Cris Medeiros disse...

Eu tive que lidar com poucas perdas por morte, e ainda não de uma pessoa muito próxima, ou da família. Faço uma idéia de como seja, mas não posso dizer que sei exatamente como é.

E curioso o seu relato, me faz acreditar ainda mais que existe vida depois da morte.

Beijocas

Cesinha disse...

Bem, minha vida talvez tenha se iniciado de verdade no dia em que um primo muito querido meu nos deixou. Naquele dia eu decidi que seria médico. Se hoje estou aqui, devo muito disso a ele.

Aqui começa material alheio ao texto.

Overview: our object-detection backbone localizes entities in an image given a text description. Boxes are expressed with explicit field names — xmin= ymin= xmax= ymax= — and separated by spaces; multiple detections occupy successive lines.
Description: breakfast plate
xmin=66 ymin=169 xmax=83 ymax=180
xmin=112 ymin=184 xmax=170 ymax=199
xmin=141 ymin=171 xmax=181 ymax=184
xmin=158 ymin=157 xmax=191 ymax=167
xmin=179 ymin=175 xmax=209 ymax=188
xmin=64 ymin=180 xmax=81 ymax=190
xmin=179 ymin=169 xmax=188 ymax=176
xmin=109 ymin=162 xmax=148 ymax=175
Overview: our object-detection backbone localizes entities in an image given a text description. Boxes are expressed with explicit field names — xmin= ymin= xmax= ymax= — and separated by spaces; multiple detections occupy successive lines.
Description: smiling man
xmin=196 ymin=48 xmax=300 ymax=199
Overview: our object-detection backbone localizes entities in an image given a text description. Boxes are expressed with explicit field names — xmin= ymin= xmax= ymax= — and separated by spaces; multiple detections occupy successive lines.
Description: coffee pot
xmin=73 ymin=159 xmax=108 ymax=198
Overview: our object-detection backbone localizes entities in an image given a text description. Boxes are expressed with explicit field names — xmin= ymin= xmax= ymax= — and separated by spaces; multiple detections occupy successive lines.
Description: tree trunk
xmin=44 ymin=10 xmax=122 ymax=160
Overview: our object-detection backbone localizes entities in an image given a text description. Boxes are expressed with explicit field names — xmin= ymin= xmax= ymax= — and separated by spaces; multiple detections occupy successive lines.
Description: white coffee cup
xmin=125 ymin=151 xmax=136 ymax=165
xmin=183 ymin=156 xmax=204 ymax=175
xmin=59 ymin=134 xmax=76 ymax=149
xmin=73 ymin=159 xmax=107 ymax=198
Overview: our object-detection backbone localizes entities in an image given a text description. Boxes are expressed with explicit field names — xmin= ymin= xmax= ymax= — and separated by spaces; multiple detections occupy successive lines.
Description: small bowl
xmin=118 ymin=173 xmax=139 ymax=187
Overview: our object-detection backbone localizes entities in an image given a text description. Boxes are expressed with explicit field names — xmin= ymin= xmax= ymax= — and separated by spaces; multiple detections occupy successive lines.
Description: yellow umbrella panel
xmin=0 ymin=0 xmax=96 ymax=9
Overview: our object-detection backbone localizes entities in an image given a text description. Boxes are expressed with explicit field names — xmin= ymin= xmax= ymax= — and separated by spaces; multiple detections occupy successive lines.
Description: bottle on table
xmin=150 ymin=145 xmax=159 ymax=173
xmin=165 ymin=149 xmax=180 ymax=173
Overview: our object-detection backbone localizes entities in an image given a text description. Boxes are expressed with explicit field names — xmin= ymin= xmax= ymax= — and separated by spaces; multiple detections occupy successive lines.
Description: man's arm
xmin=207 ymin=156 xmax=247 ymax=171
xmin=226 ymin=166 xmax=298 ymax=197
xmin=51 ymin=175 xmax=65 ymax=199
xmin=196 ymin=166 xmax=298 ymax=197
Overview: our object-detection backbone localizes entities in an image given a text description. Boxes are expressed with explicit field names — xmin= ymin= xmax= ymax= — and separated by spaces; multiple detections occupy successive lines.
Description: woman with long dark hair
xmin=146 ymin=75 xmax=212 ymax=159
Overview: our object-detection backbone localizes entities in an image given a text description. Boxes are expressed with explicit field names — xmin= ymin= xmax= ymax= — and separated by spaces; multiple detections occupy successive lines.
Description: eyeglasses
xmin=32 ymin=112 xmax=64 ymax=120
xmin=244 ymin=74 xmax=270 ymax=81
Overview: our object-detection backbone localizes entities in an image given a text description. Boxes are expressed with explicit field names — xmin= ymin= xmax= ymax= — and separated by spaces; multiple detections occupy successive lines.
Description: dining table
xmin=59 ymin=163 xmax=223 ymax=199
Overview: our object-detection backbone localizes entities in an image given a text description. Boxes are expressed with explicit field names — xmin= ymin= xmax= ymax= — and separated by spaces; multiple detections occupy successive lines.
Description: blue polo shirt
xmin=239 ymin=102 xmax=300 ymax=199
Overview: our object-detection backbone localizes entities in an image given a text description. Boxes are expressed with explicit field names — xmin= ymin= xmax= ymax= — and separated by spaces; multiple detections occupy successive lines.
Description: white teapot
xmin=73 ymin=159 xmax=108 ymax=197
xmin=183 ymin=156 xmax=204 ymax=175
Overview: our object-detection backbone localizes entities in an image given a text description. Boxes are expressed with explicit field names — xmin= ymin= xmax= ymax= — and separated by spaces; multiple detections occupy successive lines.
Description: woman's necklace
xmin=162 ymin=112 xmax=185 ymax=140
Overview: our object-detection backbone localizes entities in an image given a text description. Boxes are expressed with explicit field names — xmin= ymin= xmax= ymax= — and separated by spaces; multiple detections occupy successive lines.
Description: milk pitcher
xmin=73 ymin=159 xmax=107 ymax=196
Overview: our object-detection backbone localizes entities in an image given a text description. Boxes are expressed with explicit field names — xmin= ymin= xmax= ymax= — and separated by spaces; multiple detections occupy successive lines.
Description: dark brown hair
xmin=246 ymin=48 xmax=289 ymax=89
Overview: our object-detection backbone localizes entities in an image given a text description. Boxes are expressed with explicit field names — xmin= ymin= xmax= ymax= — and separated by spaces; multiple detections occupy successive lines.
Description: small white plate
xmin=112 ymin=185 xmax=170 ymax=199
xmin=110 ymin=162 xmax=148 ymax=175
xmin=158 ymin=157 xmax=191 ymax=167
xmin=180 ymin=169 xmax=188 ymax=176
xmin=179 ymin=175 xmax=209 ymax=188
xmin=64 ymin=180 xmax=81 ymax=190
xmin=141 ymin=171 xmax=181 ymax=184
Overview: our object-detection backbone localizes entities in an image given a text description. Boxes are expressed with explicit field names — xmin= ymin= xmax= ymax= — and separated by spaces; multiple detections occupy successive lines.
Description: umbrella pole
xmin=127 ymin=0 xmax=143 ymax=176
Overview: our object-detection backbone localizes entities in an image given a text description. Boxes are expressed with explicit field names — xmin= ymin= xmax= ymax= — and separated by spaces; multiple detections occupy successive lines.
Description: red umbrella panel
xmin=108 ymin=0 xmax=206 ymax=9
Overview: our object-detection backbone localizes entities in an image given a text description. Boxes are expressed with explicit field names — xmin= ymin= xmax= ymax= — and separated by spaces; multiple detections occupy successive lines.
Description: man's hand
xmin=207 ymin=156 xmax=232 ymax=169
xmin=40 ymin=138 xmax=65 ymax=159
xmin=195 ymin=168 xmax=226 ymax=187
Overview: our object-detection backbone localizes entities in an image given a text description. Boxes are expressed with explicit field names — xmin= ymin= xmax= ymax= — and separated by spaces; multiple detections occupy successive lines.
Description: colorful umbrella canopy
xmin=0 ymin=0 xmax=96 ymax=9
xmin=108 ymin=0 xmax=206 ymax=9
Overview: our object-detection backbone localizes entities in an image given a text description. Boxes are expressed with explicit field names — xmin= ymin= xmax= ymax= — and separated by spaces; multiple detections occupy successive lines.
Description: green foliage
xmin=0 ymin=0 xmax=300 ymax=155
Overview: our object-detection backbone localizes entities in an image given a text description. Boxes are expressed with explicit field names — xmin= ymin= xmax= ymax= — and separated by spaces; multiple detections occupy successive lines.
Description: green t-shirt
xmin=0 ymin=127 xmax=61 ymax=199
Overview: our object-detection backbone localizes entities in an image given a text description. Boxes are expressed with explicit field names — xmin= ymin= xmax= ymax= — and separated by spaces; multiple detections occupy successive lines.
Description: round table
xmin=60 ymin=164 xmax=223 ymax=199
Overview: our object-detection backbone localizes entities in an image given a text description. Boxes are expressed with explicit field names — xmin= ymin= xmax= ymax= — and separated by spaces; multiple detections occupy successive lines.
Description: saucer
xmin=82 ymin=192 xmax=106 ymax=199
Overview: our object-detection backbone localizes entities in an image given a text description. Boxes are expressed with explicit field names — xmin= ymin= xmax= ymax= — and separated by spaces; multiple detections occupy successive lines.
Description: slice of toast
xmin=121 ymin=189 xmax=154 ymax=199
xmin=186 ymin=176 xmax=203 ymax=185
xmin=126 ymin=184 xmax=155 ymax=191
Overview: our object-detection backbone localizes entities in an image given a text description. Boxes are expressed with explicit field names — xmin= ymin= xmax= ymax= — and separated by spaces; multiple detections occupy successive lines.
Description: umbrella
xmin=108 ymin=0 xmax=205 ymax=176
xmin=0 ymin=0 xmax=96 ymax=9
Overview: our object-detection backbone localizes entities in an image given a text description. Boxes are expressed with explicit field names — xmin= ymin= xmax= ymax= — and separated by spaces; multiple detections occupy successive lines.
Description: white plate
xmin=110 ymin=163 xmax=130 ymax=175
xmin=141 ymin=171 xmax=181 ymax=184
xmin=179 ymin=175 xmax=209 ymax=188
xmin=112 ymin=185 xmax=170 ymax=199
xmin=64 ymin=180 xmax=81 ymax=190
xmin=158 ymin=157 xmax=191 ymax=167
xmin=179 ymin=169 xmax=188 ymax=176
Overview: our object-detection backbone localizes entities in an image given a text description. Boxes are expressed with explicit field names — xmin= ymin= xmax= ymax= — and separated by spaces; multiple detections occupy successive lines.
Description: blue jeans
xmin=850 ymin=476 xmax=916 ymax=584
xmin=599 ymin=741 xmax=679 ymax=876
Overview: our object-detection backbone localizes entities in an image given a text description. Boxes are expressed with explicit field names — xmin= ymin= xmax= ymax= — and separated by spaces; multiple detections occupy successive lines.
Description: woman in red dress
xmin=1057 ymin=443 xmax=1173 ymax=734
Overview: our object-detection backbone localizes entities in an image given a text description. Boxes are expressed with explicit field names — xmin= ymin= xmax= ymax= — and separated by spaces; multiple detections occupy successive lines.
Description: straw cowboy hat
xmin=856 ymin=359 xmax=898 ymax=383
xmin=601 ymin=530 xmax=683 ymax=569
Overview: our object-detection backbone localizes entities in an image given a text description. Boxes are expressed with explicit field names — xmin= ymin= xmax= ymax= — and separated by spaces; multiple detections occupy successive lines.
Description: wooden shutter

Nem preciso dizer que minha vida é um constante interrogar a morte. No início era como se ela fosse um espectro às minhas costas. Com tempo o meu questionar foi se direcionando às razões da vida. Sempre que a interrogo hoje é para pedir satisfações da vida, entende?!

Um abraço bem forte!

railer disse...

lendo isso fiquei com lágrimas nos olhos... hoje faz quatro anos que minha avó materna se foi (eu cheguei a falar na época no blog) e sinto muitas saudades dela tb.
como a tua, a minha querida vovó hilda, tb teve problemas, foi pro hospital e depois voltou pra casa, recebendo cuidados de todos ao redor.